The Butler and 12 Years a Slave


Released in one year, an epochal statement on racism and rank prejudice, these films are both must see stories of our shameful past. They are both based on real lives and this is what makes them cut more deeply.
One is an appallingly brutal account of a formerly free man, played with breathtaking authenticity by Chiwetel Ejiofor, as he is sold into slavery by amoral and deceptive means, and the subsequent horror of being personally subjected to unspeakably harsh lashings and then helplessly witnessing them, the brutal rape of fellow women slaves and random but frequent lynchings of other men for small infractions. With no chance to move on, i.e.: no freedom as a human being, hard labor with no pay becomes a small matter amid this treachery.
Based on a book written by the educated individual subjected to this betrayal and vicious treatment of slaves, Soloman Northup went on to support the underground freedom train that got many slaves their chance for a free life in the north. (If unfamiliar with this historical 1820 -1855 effort, Google Underground Railroad/freedom train.) When one sees the atrocities Soloman did, what other course would one take?
Expertly and realistically directed by Steve McQueen with excellent pensive cinematography by Sean Bobbitt; casting the somewhat unknown lead actors lends more credibility to the brutality, as if new again with all it's attendant horrors and the plantation owners attitude of humans as property. One of the strongest and truly poignant and wrenching displays of acting is by the unknown actress Lupita Nyong’o, cast as Patsey, the plantation owner's favorite 'girl'. The sadistic owner played with eerie mean effect by Michael Fassbender, he rapes her at whim, her misery compounded by his equally cruel wife punishing Patsey for that misfortune; at one point she cuts Patsey in her beautiful face, slaps her repeatedly and encourages her severe lashing. What hell for this young women, who also happens to pick the most cotton poundage on the farm, man or not. You would be arrested today for comparable treatment of a dog or horse.

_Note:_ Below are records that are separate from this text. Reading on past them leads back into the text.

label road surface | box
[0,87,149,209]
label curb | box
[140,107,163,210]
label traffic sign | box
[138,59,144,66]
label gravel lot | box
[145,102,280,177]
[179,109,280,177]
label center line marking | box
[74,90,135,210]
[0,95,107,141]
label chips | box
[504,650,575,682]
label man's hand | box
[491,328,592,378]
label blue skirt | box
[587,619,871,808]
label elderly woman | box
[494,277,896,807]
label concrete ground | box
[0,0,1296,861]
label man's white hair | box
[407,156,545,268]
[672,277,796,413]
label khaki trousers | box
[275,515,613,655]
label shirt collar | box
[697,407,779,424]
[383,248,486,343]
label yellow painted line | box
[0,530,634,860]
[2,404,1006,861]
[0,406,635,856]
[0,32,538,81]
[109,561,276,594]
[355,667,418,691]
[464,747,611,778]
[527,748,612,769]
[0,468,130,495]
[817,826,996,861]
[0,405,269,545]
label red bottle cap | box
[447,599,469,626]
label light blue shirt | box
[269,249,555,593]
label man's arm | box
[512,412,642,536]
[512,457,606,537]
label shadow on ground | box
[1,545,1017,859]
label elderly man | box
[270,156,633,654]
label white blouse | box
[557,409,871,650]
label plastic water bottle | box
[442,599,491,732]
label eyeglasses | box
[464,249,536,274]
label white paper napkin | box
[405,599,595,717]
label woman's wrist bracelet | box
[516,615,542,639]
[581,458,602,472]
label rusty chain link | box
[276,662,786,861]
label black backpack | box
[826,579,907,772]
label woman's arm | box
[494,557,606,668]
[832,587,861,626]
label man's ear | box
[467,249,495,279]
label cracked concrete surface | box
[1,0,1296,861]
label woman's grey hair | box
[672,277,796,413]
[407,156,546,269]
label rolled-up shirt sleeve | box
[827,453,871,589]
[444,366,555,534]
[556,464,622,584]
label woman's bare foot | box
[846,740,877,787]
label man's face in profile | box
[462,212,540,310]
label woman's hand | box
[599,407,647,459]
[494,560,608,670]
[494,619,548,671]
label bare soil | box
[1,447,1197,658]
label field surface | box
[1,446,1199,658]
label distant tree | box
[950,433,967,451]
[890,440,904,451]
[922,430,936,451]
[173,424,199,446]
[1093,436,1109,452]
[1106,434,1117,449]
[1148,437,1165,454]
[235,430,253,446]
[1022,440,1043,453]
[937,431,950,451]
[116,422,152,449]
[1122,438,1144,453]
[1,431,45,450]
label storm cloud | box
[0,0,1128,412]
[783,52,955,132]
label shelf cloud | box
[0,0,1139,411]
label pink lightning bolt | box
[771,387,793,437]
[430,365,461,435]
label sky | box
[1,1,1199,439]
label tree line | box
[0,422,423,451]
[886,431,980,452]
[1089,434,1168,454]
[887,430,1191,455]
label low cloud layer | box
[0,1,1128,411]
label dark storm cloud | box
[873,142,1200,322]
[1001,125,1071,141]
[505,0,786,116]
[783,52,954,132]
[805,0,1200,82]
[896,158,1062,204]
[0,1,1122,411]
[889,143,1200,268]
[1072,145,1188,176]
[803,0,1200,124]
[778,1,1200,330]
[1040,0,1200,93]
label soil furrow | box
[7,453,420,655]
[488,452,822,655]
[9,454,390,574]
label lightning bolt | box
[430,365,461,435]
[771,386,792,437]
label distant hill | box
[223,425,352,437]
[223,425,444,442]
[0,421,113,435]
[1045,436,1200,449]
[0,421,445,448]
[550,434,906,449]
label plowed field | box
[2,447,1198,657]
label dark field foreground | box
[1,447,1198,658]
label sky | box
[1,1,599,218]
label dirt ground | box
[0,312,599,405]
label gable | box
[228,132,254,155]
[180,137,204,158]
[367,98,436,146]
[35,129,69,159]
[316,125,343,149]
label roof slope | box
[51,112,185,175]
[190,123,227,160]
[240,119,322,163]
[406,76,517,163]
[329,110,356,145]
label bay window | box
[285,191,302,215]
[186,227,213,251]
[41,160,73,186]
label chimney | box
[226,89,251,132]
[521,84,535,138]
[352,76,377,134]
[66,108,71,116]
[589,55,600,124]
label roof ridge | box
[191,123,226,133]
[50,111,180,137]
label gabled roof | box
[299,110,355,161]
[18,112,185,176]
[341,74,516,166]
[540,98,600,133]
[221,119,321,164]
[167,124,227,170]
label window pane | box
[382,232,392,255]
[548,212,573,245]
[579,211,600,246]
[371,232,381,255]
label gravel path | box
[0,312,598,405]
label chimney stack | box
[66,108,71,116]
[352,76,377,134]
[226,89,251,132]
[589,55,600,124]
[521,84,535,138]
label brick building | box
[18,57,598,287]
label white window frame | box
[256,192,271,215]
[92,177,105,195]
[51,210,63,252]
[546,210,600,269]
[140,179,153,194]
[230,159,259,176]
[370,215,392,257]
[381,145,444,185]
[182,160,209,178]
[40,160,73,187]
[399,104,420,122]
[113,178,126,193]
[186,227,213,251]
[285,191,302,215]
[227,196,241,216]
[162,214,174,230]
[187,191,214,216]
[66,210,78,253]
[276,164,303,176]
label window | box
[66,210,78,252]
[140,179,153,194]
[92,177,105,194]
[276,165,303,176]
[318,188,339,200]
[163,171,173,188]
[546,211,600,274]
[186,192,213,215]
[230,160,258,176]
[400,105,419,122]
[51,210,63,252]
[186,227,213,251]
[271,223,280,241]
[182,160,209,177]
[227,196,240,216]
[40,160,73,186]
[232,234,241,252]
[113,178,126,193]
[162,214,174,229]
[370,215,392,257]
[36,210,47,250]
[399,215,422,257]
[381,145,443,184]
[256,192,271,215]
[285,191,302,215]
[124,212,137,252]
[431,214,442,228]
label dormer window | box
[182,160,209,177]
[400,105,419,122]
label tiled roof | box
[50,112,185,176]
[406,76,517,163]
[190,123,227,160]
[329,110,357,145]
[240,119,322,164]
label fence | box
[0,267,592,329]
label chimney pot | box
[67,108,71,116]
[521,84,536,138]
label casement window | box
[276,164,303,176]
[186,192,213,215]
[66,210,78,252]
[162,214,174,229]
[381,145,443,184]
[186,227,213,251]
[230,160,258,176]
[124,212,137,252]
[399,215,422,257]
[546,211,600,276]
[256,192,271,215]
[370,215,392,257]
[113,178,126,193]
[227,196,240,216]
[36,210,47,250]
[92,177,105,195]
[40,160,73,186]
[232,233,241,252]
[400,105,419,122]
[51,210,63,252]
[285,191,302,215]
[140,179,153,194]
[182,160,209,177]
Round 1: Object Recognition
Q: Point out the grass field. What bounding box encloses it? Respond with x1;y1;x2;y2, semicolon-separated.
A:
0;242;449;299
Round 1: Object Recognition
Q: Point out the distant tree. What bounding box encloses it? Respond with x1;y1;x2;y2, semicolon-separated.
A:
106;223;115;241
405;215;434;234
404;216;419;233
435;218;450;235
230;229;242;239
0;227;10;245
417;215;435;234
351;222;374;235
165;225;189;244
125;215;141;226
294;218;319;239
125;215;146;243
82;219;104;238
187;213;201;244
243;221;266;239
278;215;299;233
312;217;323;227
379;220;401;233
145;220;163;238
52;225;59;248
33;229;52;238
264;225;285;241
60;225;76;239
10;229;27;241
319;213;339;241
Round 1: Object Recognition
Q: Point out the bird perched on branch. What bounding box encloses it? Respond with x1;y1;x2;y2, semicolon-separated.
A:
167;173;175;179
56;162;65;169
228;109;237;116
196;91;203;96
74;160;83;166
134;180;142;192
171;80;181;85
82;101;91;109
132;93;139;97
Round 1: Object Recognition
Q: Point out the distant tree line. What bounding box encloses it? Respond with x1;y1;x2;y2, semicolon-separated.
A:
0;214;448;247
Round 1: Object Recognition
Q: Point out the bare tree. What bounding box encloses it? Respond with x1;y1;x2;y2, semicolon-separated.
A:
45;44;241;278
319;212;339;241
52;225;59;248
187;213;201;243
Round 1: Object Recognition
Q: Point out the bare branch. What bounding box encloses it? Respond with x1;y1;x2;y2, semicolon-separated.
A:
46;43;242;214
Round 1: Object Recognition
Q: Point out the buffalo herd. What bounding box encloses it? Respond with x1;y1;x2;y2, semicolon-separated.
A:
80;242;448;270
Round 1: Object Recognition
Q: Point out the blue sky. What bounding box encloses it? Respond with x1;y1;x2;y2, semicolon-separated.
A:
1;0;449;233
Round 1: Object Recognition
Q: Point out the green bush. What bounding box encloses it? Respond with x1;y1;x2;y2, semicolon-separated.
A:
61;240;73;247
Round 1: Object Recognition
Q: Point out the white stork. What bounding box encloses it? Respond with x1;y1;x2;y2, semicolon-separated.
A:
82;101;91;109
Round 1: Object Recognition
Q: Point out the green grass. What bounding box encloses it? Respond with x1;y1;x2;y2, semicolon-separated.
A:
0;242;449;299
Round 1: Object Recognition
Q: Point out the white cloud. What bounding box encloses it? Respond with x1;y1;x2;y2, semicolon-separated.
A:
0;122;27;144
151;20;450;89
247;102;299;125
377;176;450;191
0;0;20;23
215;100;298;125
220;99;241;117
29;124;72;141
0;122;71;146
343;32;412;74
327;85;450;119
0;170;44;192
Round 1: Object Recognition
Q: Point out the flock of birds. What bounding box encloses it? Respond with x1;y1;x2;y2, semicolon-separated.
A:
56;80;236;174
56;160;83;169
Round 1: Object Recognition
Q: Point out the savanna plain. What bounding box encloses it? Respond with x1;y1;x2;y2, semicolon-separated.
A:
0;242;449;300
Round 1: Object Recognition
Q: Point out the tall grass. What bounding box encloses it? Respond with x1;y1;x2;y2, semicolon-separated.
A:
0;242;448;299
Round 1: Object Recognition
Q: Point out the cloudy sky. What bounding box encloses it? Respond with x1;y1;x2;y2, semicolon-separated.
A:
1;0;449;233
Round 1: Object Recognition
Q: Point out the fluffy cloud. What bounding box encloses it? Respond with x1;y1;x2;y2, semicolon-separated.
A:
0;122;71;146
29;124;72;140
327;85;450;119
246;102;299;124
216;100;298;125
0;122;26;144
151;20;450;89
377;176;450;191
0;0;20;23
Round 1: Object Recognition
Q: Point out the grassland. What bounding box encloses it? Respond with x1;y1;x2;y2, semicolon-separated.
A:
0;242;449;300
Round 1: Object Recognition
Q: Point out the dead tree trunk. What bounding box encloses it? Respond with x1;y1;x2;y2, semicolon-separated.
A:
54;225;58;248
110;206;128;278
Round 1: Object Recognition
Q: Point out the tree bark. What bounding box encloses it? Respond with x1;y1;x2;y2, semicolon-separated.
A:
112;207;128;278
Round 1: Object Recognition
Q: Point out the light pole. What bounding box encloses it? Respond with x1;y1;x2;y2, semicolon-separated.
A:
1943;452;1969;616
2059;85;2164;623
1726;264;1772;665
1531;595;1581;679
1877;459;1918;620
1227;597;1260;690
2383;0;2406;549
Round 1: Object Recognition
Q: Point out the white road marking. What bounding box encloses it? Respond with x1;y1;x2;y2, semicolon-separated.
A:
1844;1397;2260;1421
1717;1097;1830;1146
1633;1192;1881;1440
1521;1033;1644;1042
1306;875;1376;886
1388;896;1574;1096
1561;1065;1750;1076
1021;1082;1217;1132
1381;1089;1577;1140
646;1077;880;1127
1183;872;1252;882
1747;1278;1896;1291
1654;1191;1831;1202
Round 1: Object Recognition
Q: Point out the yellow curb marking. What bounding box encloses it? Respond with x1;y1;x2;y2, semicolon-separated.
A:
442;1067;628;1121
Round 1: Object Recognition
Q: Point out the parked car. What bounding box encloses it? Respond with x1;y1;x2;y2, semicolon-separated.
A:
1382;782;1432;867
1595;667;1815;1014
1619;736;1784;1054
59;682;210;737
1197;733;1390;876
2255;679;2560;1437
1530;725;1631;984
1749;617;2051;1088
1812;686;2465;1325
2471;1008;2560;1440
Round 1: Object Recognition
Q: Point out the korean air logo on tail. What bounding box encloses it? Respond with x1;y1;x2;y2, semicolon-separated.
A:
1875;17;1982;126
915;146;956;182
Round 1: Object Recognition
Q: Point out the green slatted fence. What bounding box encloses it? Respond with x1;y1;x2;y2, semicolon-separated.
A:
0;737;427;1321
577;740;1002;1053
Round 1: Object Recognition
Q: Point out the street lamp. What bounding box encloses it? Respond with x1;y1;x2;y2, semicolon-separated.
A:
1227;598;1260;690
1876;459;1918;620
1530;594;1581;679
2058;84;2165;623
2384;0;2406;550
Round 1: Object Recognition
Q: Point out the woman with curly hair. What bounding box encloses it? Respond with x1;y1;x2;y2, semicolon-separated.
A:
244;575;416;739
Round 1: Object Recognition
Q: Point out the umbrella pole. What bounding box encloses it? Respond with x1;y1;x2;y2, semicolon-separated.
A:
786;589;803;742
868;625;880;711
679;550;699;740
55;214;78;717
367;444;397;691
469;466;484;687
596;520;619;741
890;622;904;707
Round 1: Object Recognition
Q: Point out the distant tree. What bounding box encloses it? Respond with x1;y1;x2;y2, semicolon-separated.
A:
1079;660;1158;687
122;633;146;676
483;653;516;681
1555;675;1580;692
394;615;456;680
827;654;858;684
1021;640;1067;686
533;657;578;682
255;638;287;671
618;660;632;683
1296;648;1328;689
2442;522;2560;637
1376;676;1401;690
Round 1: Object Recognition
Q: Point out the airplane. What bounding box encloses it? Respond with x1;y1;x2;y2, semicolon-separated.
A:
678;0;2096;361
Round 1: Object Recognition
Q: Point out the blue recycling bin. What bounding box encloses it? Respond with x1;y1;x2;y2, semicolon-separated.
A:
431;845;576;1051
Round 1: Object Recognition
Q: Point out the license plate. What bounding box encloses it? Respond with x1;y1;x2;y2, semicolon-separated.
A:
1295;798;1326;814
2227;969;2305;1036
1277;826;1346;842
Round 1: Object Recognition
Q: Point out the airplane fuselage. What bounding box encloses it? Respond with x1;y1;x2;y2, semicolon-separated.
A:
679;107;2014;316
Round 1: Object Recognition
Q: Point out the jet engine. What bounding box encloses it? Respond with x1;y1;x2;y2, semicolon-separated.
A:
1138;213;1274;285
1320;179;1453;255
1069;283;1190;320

About one hundred years later, we have the story, precivil rights, of a butler in the White House. Based loosely on Eugene Allen’s life as a butler over 34 years, Forest Whitaker plays Cecil Gaines, who embodies this butler with sublime humility and wrenching authenticity. This is a free man with share cropper parents, but still subject to prejudice in more subtle forms, however, as a child in the 1920‘s, he receives the same Neanderthal mentality from his parent’s 'employers' in the fields when they shoot his father dead for raising his voice in protest when his wife is raped. This affects Eugene, as it would anyone, for life.
Directed by Lee Daniels and written with detailed sensitivity by Danny Strong, the film, gains a life of of its own, perhaps through the politics played out in front of the audience. It became a sleeper hit for a film with a smaller budget (30M) and huge gross (167M) internationally.
Eugene takes these hazardous lessons of white folk and decides to work with them, not against them, thereby learning much more. When the Mistress of the farm whose son did the killing and raping, takes an ounce of pity on him, he is brought into the house as ‘a house negro’ where he learns 'serving' skills. Eugene's destiny is set.
The rest is history. He raises two sons with his somewhat envious drinking wife, played with quiet intensity by Oprah Winfrey. Not since the Color Purple has she delivered a performance of such power and conviction. The older son involves himself in protest and joins the Black Panthers for a time, but ultimately decides the group is too violent. Meanwhile, the younger son joins the army out of duty, is sent to Vietnam and is killed their like so many.
All the while, the butler works at the White House as different Presidential administrations come and go. The character Eugene remembers from childhood not to rock the job boat, even when confronted with racism in its array of forms, some subtle and some not as subtle. At one point, President Nixon asks him his opinion on an issue, to which he is taken aback momentarily, and while his opinion is ultimately turned down, he realizes how far he's come. This is a gripping mesmerizing film.

Having two films dealing with racism and skin color prejudice in one year equates to a giant leap over a cultural chasm. Thrilling, difficult to watch, historical, gut wrenching, acted with grace and power, the low boil of Negro hate burns into your sensibility, until one wants to stand and shout, "For God's sake why!?" And it's alive today in many states.

This is the strength of these two spectacular films with casts putting out the finest efforts in many years. Go and see them.